四方館 04/30/2005 11:12
 難破船の遊具ですか、アイデアとしては面白いですが、これだけがポツンとある感がしますが…。

Ted 04/30/2005 15:07
 難破船の向かって左にレールのようなものが2本見えますが、これに沿って小舟のような乗り物で難破船へ往復できるようにもなっていたようです。しかし、これ以外には遊具らしいものはなく、手前に「じゃぶじゃぶ池」、右手に「赤穂砂丘」、左手奥に「わんぱく広場」などがあり、自然の中での動きを楽しむことを主体にした遊び場のようです。

Y 05/01/2005 19:38
 「おゝ、いとしの君よ!」と、本当に Ted さんの高校時代は、こういう言葉をいって拍手喝さいということがクラスであったんですね…? つまり、彼はその後も学校に来ることができた、当時だとそんなに大変な言動ではなかった(ということは、ないですか…)…?!
 しかし、私の出身、滋賀県立膳所高校(京大に滋賀出身で来たといえば、9割5分は膳所高校からしか行けません)=超進学校で、東大へは行きません。

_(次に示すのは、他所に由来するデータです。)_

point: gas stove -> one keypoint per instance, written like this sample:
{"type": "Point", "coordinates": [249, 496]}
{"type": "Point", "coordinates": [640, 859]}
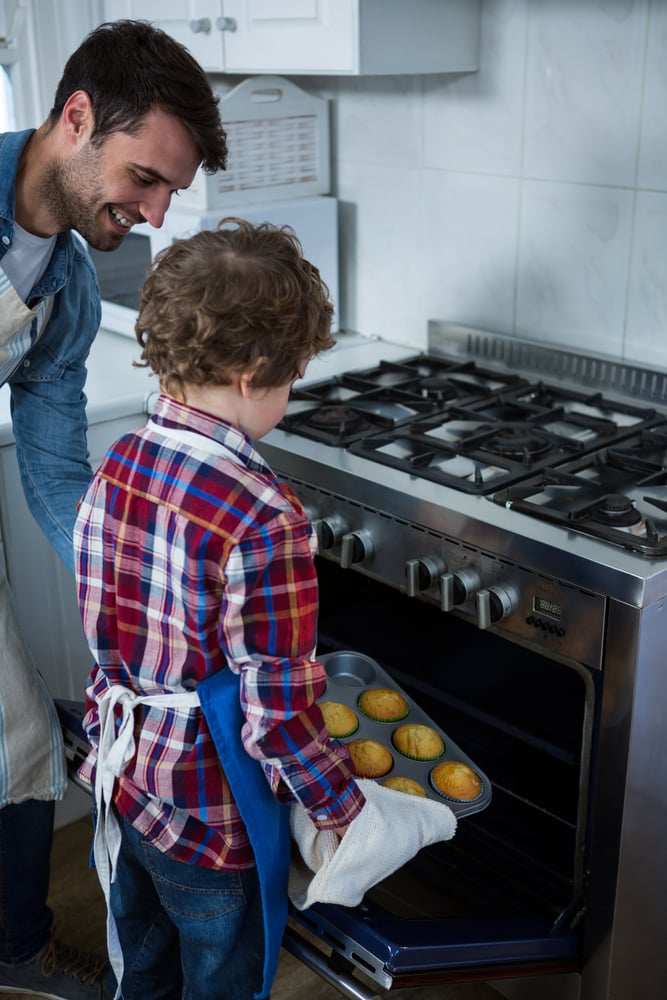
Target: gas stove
{"type": "Point", "coordinates": [547, 459]}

現役・浪人計50名、京大へ-でも、女子生徒への恋心やいたずらで、そのような英作文を巧みに書く力量(余裕?)のある人はいなかったですね。実に「裕福な予備校・家庭教師・塾のお勉強」で精一杯な方々ばかりで…。私はスーパーの食品レジばかり…もちろんアルバイト禁止ですから先生が来たら懸命に隠れさせてもらいました…それより、私、重い病気持ちでしたのにね…何重のハンディキャップ。食品レジは計6回ほどはやっていますが、大変なプロ職で究められません、バーコードになってからも(話がそれましたか)。

T 05/01/2005 19:55
 このときのいたずらは教師には知られなかったようですが、知られても問題はなかったと思います。まもなく掲載する分に書いてありますが、私が弁当の空き箱を誰かのとすり替えられ、帰宅後気づいたという、いたずらもありました。しかし、そういういたずらをされたのも一回きりだったと思います。

Y 05/02/2005 11:25
 久しぶりに、本当によく眠りました…まだ熱は1ヵ月、下がらないと思いますが。
 お弁当の空き箱をすり替えて、何か、意味があるんですか…すごい「遊びに過ぎないいたずら」ですね。爆笑しました…。真面目でいらっしゃる Ted さんは、ショックで立ち直れない…ということもなかったのですね、鍛えられていたのですね、皆さんに。金沢の高校は、本当に面白いのですね。同じ公立高校でも、京大へは、私の出身の高校ほどにはたくさんは来られないのでしょうかね…。でも、金沢は本当に素晴らしい「小京都」ですから、京都在住でも金沢在住でも、どちらでもよく似ていますよね…。金沢の方が、もちろん人も少なくかえって「上品」だと、私は思っています。クラシックコンサート会場や、演奏会の充実をはじめとして、大変文化性の高い都市でもありますね。

Ted 05/02/2005 14:55
 私のいた菫台高校から同時に京大へ入ったのは、他に1浪の人が1人いただけです。東大は0。同期で1浪して東大へ入ったのが1人いましたが。京大や東大の志望者はほとんど金沢大附属高校へ行くのです。
 熱がそんなに長く続きますか。どうぞ、お大事に。